Transportation -- What Happens in Vegas Stays in Vegas
As transportation evolved, it allowed greater and greater degrees of anonymity, with the automobile allowing not only quick and independent travel to where one may be anonymous, but shelter as well. The musical The Music Man epitomizes using transportation to conduct unethical marketing -- the traveling salesman hitting the next unsuspecting town on the train line to ply his snake oil.
More efficiently than transporting bodies, communication transported voices, such that a mere voice (and now mere e-mail or text message) can command armies of labor if enough money is stored up. If there is construction labor involved, for example, there may be no concern given for the safety and welfare of the construction workers.
Automation magnifies all of the above. The late Douglas Englebart, who invented networked mouse-driven hypertext in the 1960's, noted that ...after a certain degree of quantitative change, you almost invariably go into qualitative change. The Supreme Court said something similar this past summer when it stated Cell phones differ in both a quantitative and a qualitative sense from other objects that might be kept on an arrestee's person to contrast with looking at papers an arrestee might happen to be holding.
Data Science is a power magnification tool like automation, but taken to the next level. Data Science allows an e-mail to be well-honed for persuasive purposes, for example. Those with more powerful computers and more powerful algorithms can create an asymmetric situation, especially when coupled with technologies above that avoid face-to-face interaction (though Google Glass may be excepting even that).

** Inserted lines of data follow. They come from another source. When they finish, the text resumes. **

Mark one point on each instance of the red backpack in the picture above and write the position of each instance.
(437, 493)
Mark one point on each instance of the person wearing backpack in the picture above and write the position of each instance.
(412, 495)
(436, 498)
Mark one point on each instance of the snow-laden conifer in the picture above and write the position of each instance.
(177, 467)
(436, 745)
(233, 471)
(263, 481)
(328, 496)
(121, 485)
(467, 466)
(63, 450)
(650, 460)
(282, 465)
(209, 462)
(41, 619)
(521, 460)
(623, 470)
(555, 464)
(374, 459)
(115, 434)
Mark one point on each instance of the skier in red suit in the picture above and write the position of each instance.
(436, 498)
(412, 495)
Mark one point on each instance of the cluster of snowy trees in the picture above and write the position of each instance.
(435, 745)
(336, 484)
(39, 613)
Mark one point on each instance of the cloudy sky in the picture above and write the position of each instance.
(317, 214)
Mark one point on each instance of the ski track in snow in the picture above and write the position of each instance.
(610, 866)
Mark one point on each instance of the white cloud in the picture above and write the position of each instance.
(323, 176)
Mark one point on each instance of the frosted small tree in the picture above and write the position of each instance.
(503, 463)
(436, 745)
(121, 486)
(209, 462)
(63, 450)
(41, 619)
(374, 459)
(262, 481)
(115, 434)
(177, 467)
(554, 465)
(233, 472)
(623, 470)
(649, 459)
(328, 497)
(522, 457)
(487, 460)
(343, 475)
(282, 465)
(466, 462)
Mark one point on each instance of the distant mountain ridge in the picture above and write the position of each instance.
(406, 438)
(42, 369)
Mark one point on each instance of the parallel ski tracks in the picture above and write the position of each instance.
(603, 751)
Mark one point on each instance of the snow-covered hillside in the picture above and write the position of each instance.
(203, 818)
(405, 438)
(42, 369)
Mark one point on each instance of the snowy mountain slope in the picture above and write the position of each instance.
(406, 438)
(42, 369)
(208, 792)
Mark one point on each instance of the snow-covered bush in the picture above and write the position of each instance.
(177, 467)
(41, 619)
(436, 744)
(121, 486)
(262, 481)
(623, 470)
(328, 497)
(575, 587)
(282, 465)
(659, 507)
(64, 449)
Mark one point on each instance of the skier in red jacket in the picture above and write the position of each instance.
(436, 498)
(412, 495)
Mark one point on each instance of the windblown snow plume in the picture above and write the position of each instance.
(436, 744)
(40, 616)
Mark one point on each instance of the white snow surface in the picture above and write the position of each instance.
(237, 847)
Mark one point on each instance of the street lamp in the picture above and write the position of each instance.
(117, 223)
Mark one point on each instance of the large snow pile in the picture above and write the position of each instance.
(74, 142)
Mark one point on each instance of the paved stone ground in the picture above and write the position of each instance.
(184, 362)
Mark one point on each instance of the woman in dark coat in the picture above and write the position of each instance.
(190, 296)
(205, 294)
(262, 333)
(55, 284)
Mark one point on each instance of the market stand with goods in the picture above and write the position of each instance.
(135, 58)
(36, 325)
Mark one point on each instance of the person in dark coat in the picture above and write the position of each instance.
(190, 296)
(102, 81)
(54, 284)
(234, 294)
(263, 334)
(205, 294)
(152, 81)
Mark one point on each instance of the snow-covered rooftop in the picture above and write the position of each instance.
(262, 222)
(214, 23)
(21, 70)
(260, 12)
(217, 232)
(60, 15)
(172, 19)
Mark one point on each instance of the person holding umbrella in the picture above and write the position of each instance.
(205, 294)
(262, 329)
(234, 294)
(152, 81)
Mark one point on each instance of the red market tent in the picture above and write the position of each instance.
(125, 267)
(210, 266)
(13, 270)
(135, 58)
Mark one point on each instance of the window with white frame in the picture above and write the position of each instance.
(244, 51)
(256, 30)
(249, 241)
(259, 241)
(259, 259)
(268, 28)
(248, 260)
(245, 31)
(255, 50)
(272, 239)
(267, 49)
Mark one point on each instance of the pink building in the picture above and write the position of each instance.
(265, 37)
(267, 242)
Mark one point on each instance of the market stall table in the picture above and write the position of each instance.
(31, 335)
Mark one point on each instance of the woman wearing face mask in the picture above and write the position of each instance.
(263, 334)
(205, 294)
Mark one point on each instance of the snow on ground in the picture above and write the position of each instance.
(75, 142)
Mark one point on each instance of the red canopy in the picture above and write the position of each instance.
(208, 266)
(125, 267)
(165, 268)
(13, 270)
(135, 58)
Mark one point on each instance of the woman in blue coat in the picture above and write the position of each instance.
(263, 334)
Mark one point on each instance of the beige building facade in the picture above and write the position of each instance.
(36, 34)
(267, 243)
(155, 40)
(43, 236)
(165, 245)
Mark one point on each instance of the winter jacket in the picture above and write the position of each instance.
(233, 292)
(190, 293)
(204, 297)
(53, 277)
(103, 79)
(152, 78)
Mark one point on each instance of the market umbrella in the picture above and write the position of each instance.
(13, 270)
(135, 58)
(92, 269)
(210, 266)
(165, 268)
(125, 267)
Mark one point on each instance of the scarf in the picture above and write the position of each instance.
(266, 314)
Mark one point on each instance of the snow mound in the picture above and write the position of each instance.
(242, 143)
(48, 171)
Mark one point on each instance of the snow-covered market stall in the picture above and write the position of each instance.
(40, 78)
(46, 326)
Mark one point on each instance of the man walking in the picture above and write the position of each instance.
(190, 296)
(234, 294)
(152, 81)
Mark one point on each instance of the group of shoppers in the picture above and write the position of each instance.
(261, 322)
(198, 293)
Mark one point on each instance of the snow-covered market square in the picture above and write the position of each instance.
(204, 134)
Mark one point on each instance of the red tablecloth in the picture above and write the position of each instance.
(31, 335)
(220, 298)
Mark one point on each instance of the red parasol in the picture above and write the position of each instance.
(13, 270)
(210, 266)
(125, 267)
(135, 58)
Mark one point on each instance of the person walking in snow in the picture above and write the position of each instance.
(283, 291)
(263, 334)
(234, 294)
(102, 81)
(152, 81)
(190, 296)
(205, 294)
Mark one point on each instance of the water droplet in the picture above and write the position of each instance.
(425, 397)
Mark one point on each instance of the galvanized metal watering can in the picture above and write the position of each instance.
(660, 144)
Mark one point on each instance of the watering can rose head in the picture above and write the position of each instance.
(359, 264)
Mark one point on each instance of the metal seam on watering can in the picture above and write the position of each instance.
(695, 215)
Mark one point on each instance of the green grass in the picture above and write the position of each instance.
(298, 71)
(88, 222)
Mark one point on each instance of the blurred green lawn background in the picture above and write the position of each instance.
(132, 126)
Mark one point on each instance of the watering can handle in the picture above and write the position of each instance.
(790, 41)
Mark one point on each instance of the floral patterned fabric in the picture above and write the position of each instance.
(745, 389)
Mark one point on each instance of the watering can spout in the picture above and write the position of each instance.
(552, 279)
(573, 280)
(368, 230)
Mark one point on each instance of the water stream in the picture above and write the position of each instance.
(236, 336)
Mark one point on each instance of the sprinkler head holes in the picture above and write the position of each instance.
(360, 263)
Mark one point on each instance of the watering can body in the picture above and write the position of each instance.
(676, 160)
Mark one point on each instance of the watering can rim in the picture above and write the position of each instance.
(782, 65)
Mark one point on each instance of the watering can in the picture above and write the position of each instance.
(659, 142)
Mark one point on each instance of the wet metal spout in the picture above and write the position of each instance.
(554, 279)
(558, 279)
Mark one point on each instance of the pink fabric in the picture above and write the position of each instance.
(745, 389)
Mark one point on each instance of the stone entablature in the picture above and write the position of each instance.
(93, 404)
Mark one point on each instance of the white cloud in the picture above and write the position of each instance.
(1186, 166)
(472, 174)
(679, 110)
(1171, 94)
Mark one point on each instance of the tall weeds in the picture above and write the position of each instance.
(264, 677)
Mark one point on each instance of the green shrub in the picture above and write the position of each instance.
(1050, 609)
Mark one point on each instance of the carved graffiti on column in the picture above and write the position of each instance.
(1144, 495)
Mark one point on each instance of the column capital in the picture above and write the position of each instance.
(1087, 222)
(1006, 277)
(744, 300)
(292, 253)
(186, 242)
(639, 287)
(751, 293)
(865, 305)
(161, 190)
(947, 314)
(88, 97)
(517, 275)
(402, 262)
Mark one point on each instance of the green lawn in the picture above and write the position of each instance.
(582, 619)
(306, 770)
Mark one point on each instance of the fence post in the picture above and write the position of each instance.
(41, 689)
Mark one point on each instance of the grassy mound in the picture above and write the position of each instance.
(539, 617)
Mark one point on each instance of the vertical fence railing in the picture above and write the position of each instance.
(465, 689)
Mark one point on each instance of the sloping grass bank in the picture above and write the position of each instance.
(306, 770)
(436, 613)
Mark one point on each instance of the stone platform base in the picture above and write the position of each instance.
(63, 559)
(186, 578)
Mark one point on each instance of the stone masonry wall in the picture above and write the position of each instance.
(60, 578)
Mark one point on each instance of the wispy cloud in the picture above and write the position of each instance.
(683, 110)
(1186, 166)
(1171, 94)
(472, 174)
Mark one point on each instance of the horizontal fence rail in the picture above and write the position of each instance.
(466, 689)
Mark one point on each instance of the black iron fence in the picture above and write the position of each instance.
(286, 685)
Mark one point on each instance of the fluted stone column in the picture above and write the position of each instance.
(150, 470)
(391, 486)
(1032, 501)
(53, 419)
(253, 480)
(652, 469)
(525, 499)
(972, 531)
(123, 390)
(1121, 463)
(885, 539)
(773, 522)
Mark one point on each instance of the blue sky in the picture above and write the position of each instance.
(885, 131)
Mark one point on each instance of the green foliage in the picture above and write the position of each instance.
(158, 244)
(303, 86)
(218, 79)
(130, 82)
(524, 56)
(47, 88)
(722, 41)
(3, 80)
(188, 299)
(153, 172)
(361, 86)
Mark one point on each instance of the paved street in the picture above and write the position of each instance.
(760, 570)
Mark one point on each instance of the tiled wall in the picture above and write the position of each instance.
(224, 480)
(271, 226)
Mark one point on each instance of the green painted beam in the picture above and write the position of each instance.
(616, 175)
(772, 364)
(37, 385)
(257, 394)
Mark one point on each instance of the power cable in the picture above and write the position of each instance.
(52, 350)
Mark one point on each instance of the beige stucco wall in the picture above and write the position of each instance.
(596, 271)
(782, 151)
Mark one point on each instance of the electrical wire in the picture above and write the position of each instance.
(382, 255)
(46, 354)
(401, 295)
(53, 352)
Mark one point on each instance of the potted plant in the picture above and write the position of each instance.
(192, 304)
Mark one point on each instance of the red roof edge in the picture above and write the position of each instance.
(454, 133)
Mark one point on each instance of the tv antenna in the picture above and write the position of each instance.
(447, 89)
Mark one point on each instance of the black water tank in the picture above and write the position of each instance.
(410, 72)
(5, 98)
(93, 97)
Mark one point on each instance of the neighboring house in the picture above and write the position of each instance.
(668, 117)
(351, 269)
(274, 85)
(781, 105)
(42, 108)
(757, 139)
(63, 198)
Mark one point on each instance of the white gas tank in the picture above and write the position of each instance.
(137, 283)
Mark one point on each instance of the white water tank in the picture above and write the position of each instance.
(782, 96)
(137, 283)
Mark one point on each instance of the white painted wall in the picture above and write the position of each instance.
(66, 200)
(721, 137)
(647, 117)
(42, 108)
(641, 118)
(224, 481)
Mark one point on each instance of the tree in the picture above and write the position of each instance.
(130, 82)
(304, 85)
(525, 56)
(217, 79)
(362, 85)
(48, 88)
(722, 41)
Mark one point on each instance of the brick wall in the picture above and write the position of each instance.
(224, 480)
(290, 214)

Active vs. Passive Predation
The dehumanization described above is mere passive predation. Passive predation is extremely easy to fall into, such as by:
- ...using technology and forgetting the human element
- ...using opaque-box machine learning (such as neural networks). Perhaps ethical use of machine learning in situations of any sensitivity demands glass box self-explaining machine learning techniques such as decision trees.
- ...ignoring historic socially charged issues such as race.
- Underlining that active intent is not required for predation to be present, the U.S. Department of Justice brings lawsuits against consumer lending agencies based on statistical analysis and does not need to prove intent.
- Even if glass box machine learning is used, ethical decisions must be made as to how and whether to implement the results from machine learning. E.g. at Strata in February 2013, Jim Adler presented what he described as very disturbing results: that a person having dark skin color and having a traffic ticket is an almost-assured indicator of that person also committing a felony in the future (yes, he titled his presentation "thoughtcrime").
As with any tool, it can be intentionally used for evil. A fraud spammer using machine learning to improve "conversion rates" is an obvious example.
Slightly less obvious is an otherwise legitimate vendor selling otherwise legitimate products or services, but at significantly above-market prices, using machine learning to target less informed, less intellectually capable, less search-engine skilled, or just less savvy potential customers.
Positive Data Science
As with any technology, data science can be used for good or evil. The invention of the Bessemer Process to mass produce steel brought a proliferation of firearms, but it also brought surgical steel.
Although the Data Science Association Code of Conduct proscribes using Data Science to commit fraud or deceit, perhaps it should be amended to also specify explicitly "passive" forms of fraud, deceit and predation as described above.